Op 17 juli 2020 sprak het Hof van Justitie van de Europese Unie ("HvJEU") haar langverwachte arrest in de Schrems II-zaak uit. Het Hof verklaarde het Privacy Shield als mechanisme voor de doorgifte van persoonsgegevens van de EU naar de VS ongeldig.

De doorgifte van persoonsgegevens aan de hand van modelcontractbepalingen, beter bekend onder hun Engelstalige benaming ‘Standard Contractual Clauses’ (SCCs) blijft volgens het Hof echter mogelijk en kan dus dienen als alternatief voor het Privacy Shield. Toch staan ook de SCCs op losse schroeven ingevolge het Schrems II-arrest, vermits hun gebruik door het Hof aan voorwaarden wordt onderworpen.
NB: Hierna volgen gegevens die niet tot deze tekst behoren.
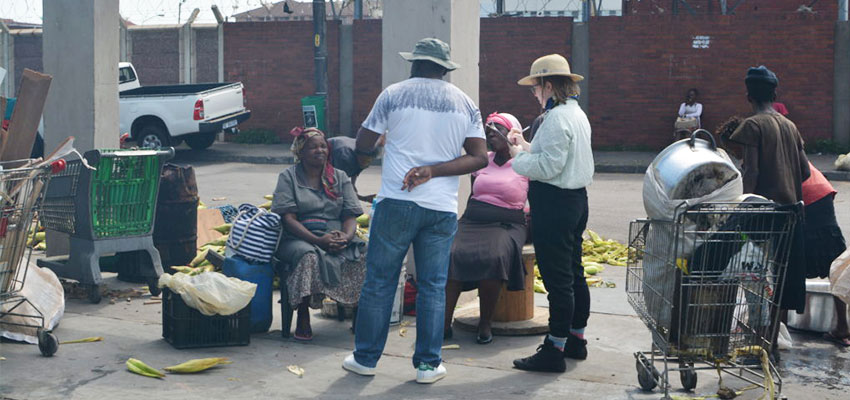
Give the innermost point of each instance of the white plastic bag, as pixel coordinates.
(210, 293)
(44, 292)
(839, 277)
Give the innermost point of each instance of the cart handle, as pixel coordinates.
(693, 139)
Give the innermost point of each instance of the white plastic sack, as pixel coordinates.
(210, 293)
(43, 289)
(839, 277)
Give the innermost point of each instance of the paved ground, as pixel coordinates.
(813, 369)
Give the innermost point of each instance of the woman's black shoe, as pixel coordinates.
(575, 348)
(547, 359)
(484, 340)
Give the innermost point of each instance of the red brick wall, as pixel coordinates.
(367, 68)
(274, 60)
(641, 67)
(827, 8)
(508, 47)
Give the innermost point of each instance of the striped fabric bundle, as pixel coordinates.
(254, 234)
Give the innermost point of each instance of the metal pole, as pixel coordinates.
(358, 9)
(320, 52)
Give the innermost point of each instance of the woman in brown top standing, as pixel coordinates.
(775, 166)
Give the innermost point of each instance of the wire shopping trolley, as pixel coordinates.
(21, 191)
(707, 286)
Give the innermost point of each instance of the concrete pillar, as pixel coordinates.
(187, 49)
(455, 22)
(580, 60)
(83, 98)
(7, 61)
(841, 76)
(346, 79)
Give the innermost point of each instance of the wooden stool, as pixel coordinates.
(518, 305)
(515, 312)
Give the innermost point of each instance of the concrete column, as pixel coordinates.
(83, 98)
(346, 79)
(841, 76)
(455, 22)
(7, 61)
(580, 60)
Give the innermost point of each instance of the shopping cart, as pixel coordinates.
(106, 208)
(21, 191)
(706, 285)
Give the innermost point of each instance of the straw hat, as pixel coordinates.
(434, 50)
(553, 64)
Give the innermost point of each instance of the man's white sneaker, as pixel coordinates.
(350, 364)
(428, 374)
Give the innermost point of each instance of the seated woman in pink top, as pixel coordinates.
(487, 250)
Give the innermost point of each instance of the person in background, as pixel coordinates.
(487, 251)
(429, 122)
(344, 157)
(774, 165)
(320, 253)
(690, 114)
(559, 165)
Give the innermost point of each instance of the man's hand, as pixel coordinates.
(415, 177)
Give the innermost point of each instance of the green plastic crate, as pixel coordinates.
(123, 195)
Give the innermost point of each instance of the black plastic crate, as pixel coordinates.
(184, 327)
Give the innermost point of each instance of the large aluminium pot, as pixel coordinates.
(689, 169)
(820, 309)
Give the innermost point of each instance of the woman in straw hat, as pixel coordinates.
(559, 165)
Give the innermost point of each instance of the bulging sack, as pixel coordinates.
(839, 277)
(210, 293)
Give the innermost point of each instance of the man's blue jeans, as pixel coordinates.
(395, 225)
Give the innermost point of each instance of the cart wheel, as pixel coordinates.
(153, 287)
(94, 294)
(688, 378)
(47, 343)
(645, 379)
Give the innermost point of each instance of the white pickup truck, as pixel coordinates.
(158, 116)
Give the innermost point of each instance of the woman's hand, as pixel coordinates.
(516, 139)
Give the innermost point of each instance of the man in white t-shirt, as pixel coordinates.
(427, 122)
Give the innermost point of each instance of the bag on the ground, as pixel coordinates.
(46, 297)
(254, 234)
(839, 277)
(210, 293)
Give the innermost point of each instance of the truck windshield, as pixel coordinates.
(126, 75)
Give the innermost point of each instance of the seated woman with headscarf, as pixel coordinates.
(320, 253)
(487, 250)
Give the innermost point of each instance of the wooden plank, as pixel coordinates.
(26, 116)
(208, 219)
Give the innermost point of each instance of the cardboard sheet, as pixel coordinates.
(26, 116)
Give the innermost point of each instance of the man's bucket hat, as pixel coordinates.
(434, 50)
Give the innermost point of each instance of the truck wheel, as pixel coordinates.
(200, 141)
(152, 137)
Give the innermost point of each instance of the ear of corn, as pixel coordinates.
(138, 367)
(197, 365)
(200, 257)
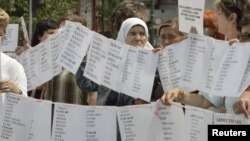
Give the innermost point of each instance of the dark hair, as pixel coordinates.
(233, 6)
(42, 27)
(172, 23)
(73, 18)
(210, 22)
(245, 20)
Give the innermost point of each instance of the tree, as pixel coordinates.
(44, 9)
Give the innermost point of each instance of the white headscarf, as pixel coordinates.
(127, 25)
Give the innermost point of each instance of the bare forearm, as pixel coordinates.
(195, 100)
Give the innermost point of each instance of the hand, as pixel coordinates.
(8, 86)
(175, 94)
(158, 49)
(242, 105)
(139, 102)
(233, 41)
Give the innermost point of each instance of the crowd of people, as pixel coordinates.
(230, 22)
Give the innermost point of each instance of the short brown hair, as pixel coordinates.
(73, 18)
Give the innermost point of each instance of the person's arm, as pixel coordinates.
(242, 105)
(179, 95)
(9, 86)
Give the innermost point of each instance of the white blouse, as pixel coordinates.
(14, 71)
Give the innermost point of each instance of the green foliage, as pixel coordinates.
(47, 9)
(105, 10)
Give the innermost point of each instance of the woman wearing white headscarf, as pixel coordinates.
(134, 32)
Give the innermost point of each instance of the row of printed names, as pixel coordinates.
(199, 62)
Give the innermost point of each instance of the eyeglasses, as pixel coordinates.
(244, 36)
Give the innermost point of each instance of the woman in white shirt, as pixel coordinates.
(12, 75)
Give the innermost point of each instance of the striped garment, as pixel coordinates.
(63, 88)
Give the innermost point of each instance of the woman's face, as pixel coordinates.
(168, 36)
(47, 33)
(136, 36)
(223, 23)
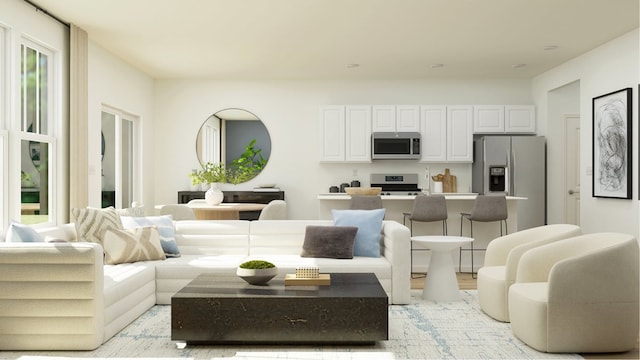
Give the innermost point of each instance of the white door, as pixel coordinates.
(572, 169)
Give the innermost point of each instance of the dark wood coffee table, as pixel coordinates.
(353, 309)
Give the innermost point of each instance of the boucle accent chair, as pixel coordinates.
(578, 295)
(501, 264)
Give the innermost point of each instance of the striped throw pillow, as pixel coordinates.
(131, 245)
(91, 223)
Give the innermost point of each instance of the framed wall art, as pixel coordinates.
(612, 145)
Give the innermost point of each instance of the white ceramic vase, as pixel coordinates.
(214, 196)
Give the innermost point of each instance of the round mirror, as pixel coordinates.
(236, 138)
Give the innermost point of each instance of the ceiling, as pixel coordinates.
(319, 39)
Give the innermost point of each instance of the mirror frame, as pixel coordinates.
(222, 116)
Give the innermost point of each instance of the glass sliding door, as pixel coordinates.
(36, 141)
(118, 148)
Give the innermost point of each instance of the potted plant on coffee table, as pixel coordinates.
(257, 272)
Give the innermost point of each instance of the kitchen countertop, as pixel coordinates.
(448, 196)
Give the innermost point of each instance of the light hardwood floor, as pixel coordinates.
(466, 282)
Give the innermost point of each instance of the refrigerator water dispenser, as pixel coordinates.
(497, 178)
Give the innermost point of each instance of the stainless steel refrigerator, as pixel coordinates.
(515, 166)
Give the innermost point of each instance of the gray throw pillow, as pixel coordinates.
(334, 242)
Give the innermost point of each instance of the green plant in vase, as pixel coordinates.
(211, 173)
(257, 272)
(248, 165)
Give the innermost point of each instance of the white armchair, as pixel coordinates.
(501, 264)
(578, 295)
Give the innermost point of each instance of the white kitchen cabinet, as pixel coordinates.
(383, 118)
(447, 133)
(391, 118)
(460, 133)
(345, 133)
(520, 119)
(488, 119)
(504, 119)
(407, 118)
(358, 133)
(332, 133)
(434, 133)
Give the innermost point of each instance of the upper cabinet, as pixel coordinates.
(488, 119)
(332, 129)
(345, 133)
(358, 135)
(520, 119)
(400, 118)
(447, 133)
(501, 119)
(460, 133)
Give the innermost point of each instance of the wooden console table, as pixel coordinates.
(224, 211)
(236, 197)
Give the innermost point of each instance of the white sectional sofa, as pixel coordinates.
(60, 296)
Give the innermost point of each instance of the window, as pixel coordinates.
(118, 160)
(3, 130)
(36, 140)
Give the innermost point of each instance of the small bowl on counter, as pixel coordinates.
(363, 190)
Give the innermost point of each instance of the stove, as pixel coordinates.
(396, 184)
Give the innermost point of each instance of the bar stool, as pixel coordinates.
(365, 202)
(426, 208)
(486, 208)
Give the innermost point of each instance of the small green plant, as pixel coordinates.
(248, 165)
(25, 178)
(256, 264)
(242, 169)
(210, 173)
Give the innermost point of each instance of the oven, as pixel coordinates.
(396, 184)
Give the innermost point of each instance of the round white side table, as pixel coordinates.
(441, 283)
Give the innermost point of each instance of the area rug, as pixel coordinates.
(420, 330)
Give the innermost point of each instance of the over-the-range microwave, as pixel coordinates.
(395, 145)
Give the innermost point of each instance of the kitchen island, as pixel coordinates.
(396, 205)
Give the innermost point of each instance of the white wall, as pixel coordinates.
(289, 110)
(610, 67)
(117, 84)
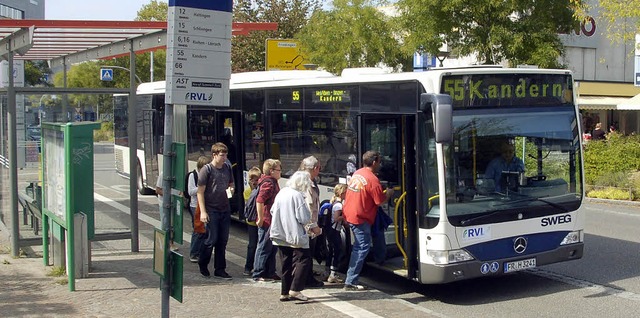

Hieronder wordt de achtergrond van dit baanbrekend arrest, evenals de gevolgen voor uw organisatie toegelicht.  

Achtergrond van het arrest

In 2019 schreven we reeds een blogpost naar aanleiding van de hoorzitting in de Grote Kamer van het HvJEU in de Schrems II-zaak. 

Daarin legden we uit hoe Maximilian Schrems in 2013 een juridische strijd aanging tegen Facebook, die ertoe leidde dat het Hof van Justitie in 2015 het Safe Harbour mechanisme voor de doorgifte van persoonsgegevens van de EU naar de VS ongeldig verklaarde. Dit omdat het Amerikaanse recht niet het passende niveau van bescherming van persoonsgegevens waarborgde, dat vereist is volgens het EU gegevensbeschermingsrecht. Het Safe Harbour mechanisme verwees naar het adequaatheidsbesluit van de Europese Commissie als één van de mogelijkheden om persoonsgegevens door te geven buiten de Europees Economische Ruimte (EER). 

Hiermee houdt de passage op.